The American Masters may be an invidious title considering that two of the three works here are world premieres, and one composer, 1977-born Mason Bates, is hardly a household word. But the three composers represent a chain of influence and a thread in American music that has gradually emerged as critically important: tonal in orientation, Romantic in aesthetic, and yet not really describable with the word “conservative.” The booklet notes, well worth reading for his take on the story of the genesis of Samuel Barber’s Violin Concerto, Op. 14 (compare it with the Wikipedia version to which he refers), are by John Corigliano, who was an informal student of Barber and a teacher to Bates. Corigliano’s own contribution is the small Lullaby for Natalie, dedicated to the infant daughter of violinist Anne Akiko Meyers. It’s placed between the two major works (not at the close as the booklet says), both of which are well worth hearing. Meyers’ reading of the Barber concerto is spot on in the difficult finale, and her 1741 Guarneri violin is magnificently warm in the lyrical opening movements. For conductor Leonard Slatkin, leading the London Symphony Orchestra, this is bread and butter. But the biggest find is Bates’ Violin Concerto, composed in 2012. This composer has been known for incorporating aspects of techno music into concert compositions.
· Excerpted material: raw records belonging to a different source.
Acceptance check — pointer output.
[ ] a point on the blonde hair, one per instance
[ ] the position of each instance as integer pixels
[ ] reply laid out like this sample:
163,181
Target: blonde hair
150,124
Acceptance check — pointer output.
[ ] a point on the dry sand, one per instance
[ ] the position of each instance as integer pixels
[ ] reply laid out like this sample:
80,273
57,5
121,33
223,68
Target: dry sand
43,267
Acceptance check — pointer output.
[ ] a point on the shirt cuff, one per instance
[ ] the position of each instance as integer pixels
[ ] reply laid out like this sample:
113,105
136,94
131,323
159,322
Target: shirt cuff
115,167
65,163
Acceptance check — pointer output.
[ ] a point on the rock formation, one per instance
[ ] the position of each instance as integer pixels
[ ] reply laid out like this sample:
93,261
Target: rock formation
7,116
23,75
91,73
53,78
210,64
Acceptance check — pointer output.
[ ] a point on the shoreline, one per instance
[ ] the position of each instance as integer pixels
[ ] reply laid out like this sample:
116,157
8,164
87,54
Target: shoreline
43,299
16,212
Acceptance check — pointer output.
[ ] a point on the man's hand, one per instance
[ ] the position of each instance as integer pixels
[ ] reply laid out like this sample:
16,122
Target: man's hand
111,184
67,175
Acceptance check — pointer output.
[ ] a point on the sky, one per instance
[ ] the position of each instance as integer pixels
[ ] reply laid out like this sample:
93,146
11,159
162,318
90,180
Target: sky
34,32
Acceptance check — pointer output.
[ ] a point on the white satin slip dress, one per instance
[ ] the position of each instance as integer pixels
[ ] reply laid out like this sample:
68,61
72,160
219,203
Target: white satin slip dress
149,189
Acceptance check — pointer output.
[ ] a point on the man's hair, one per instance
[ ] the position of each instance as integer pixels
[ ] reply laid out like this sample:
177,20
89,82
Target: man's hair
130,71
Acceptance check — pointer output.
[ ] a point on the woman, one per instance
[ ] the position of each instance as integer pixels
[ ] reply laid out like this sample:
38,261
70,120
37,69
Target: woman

Here he sticks with the acoustic symphony orchestra, but the influence is easy to hear (start with the way the violin is treated in the finale for those sampling). The work’s program is related to fossils of dinosaurs and birds, and to the links between them, and the middle movement represents a German lake where key fossils were found. Meyers’ work here at the very top of the violin’s capabilities is worth the price of admission in itself, and ultimately the album lives up to its title.